The present church was designed by the Chester firm of Douglas and Fordham and built in stages. The nave was built in 1887–88 and the chancel was added between 1894 and 1895. The tower was started in 1910 and completed the following year. It was the last major project to be undertaken by John Douglas but he died before it was completed. In 1920 a narthex with a west door, designed by W. D. Caroe, was added as a war memorial.

==Architecture and contents==

The church is large and cruciform, built in coursed rubble limestone with Runcorn red sandstone dressings and bands. The nave of five bays is broad with low arcades and a tall clerestory. The windows are lancets, with a rose window in the south transept. The tower is "bold, craggy and heavily buttressed".

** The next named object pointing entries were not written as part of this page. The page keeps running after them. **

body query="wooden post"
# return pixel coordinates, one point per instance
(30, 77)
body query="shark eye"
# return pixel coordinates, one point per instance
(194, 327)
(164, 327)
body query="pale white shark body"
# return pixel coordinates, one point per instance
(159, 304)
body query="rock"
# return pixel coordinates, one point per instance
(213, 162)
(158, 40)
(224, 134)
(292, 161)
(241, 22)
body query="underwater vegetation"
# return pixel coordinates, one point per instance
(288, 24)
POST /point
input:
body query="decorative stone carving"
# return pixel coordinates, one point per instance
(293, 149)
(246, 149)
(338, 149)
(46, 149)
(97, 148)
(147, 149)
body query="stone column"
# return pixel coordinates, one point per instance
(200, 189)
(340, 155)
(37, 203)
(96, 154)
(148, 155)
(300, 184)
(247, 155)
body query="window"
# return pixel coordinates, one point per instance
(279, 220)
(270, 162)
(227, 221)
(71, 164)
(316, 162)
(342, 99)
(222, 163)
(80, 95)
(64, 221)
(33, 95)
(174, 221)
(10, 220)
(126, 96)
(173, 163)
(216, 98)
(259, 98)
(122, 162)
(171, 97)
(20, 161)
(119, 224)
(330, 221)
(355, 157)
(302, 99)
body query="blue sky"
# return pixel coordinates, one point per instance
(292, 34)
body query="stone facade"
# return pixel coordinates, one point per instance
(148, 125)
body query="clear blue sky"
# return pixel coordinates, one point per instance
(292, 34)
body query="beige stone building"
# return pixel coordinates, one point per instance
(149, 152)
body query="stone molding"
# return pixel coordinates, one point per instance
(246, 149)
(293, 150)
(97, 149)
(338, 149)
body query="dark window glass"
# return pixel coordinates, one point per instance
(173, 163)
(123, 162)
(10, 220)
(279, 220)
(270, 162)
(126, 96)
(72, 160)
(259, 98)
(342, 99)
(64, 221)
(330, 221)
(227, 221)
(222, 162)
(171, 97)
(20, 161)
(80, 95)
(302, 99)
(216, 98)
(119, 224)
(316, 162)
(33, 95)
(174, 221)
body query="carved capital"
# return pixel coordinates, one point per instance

Internally there is a sedilia in the chancel, designed by Douglas. The stalls are carved with detail which is in "typical Douglas" style. The reredos and riddel posts, dating from 1934 to 1935, were designed by Caroe and are elaborately carved. Depicted on the reredos are representations of the Supper at Emmaus and the Annunciation together with figures of Saint Kentigern, Saint Asaph, St Aidan and the Venerable Bede. In the west window and in the two narthex windows is stained glass designed by Horace Wilkinson in 1920–21. The first stage of the organ was built by Peter Conacher and Son in 1888. It was completed when the nave was built in 1891 and rebuilt by John Cowin in 1960.

Edward Hubbard describes the church as "an extraordinary building" and suggests that it might be Douglas' "prodigy church of its decade".